The Entity Choice: Sole Proprietorship, S Corp, or LLC?


Updated January 17, 2018

One of the first tricky issues that every entrepreneur faces is choosing the right legal structure for their business. There’s a ton of information about this topic online but, to cut to the chase, the vast majority of small companies operate as sole proprietorships, S corps, or LLCs. We call these entities "the big three,” and here’s a quick overview of each.


1. Sole Proprietorship

A sole proprietorship allows you to go into business for yourself, plain and simple. This is by far the easiest type of business to own and operate, and you report all income and expenses on your personal tax return (Schedule C, to be exact). The biggest drawback of sole proprietorships is that they don’t provide the same legal protection as corporations or LLCs. However, if you’re a freelancer or one-person company and you’re in an industry that doesn’t entail much legal risk, then a sole proprietorship is often the simplest way to go.

  • Easy to form and operate.
  • No corporate tax return required.
  • No legal protection (the owner is personally responsible for all liabilities of the business).
  • A sole proprietorship can have only one owner — any more than that and you’ll need to form a partnership, corporation, or LLC.


2. S Corp

A corporation is a separate legal entity that provides its owners — called "shareholders" — with substantial protection against legal claims (often referred to as “the corporate shield”). There are two types of corporations: C corps and S corps. While they function similarly in a broad legal sense, they’re completely different when it comes to the type of ownership they allow and the way they pay taxes. 

Overall, C corps are the preferred choice for large companies that plan to have lots of shareholders and multiple classes of stock. In contrast, S corps are the go-to choice for smaller, privately-owned businesses with a limited number of shareholders. The biggest advantage of S corps is that they pay lower taxes than C corps because they are "pass-through entities." This means that all profits and losses pass directly through to the owners’ personal tax returns, and the business doesn’t pay corporate taxes.

  • Legal protection for owners/shareholders.
  • Pass-through entity (no corporate taxes).
  • Administrative burden (articles, bylaws, maintaining corporate records).
  • S corps have specific ownership restrictions (maximum of 100 shareholders, all shareholders must be U.S. citizens, only one class of stock is allowed).

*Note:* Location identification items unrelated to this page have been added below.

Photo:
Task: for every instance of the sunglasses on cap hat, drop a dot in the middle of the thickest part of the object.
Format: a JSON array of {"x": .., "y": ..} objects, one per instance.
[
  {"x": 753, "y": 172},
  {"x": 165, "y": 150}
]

3. Limited Liability Company (LLC)

Basically, LLCs offer the same major benefits as S corps (legal protection and no corporate taxes), but they are widely regarded as easier to form and operate. In particular, LLCs require less paperwork than S corps and provide greater flexibility in how profits can be allocated among owners. On the downside, the legal rules surrounding LLCs are not as well-established as those surrounding corporations. Therefore, an LLC may not be the best choice if you plan to operate in multiple states or raise capital from investors.

  • Legal protection for owners/members.
  • Pass-through entity (no corporate taxes).
  • Easier to manage than S corps.
  • Legal treatment varies from state to state.
  • Because they cannot issue stock, LLCs are not viewed as “investment-ready.”

Legal stuff: This information is provided for educational purposes only and does not constitute advice for your specific situation.